NanoWriMo: Day 3

Maria always came to the meetings dressed to the nines. High heels, suit jackets, billowing silk blouses, pressed pants. She even managed makeup and perfectly neat hair at the 8:00 a.m. meeting. How did she do it? She talked about work, so I assumed she must have some sort of fulltime job if she was able to give advice on how to prepare yourself for eating at work functions.

I sometimes went to the meetings just so I was able to see what she was wearing.

At one Saturday morning meeting, Maria came in and told us about a horrible time that she had had at work that week. She had a potluck, and while she did bring something that was friendly for dieters, she hadn’t stuck to eating just her creation. Instead, she had to sample some of everything…. and felt awful afterward.

“I needed just an itty taste of this cheesy cassole. And then I took another little bit. And when I had what I wanted, I walked away. But friends started to  come up to me and ask why I hadnt tried their meal. Well it was almost too much to bear. So I had to try theirs too…I blew it. And you know what? It’s ok. I just decided to get up and walk away from the table (after I had eaten of course) and start over fresh with the next meal. It’s ok to admit failures…and I failed. I just can’t keep failing.”

A hand in the audience cautiously rose.


“Well. I know it’s the holiday season already. And I was interested in knowing if anyone had any good tips for how to avoid wanting everything at a potluck.” She breathed in and held it, hoping that someone would have a tip or trick to ease her anxiety about the upcoming workweek.
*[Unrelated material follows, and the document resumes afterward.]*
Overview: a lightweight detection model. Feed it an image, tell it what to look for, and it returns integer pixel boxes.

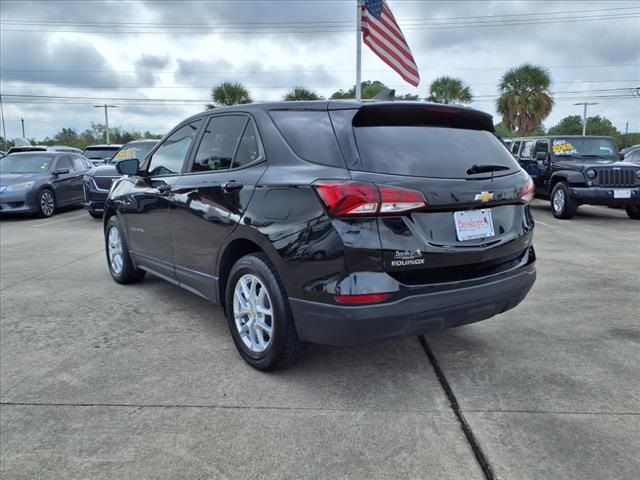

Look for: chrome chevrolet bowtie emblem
[475,192,493,202]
From the back, the familiar hand raised into the air, followed by a deep, throaty cough. “Well, yeah. The tip I use is an old one mentioned in here a long time ago.”

The room was quiet. And there was a really long pause before he even said anything else. He was gong to say something else, wasn’t he? What tip?

“You just pretend that someone sneezed on it.”

Excuse me?

“So you go to the potluck, pick the healthy things, and when you come across something that just looks too good, and you know you shouldn’t have it, you just say to yourself…. ‘Someone sneezed on it.’ And that is enough for me to wrinkle my nose, step back into my own body and realize that I can’t put that in my mouth.”

Then, as if these words sparked a fire in some of the women in the room, a handful of them began to talk at once.

“I’ve heard something similar! Except it’s a fly landed on it!”
“Or there’s a hair!”
“What if you think it went bad?!”
“How about you tell yourself there isn’t enough for other people to have some too?”
“Just use a smaller plate and then you won’t be ABLE to take any!”
“Call in sick and just don’t go!”

And on, and on, it went. Some good tips and tricks, but some that just didn’t seem right. It’s a potluck. You can participate, or you can not participate. If you do, why not just bring something that you can eat, take a bit before you stick it on the table, and then call it a day? Just don’t go SEE what other people brought. And if they ask you why you aren’t partaking of something? Tell them you’re allergic to alot of things and you just want to be safe (and then proceed to tell them to fuck off in your head).

Works wonders. I swear.



~ by shespeakstruth on November 4, 2012.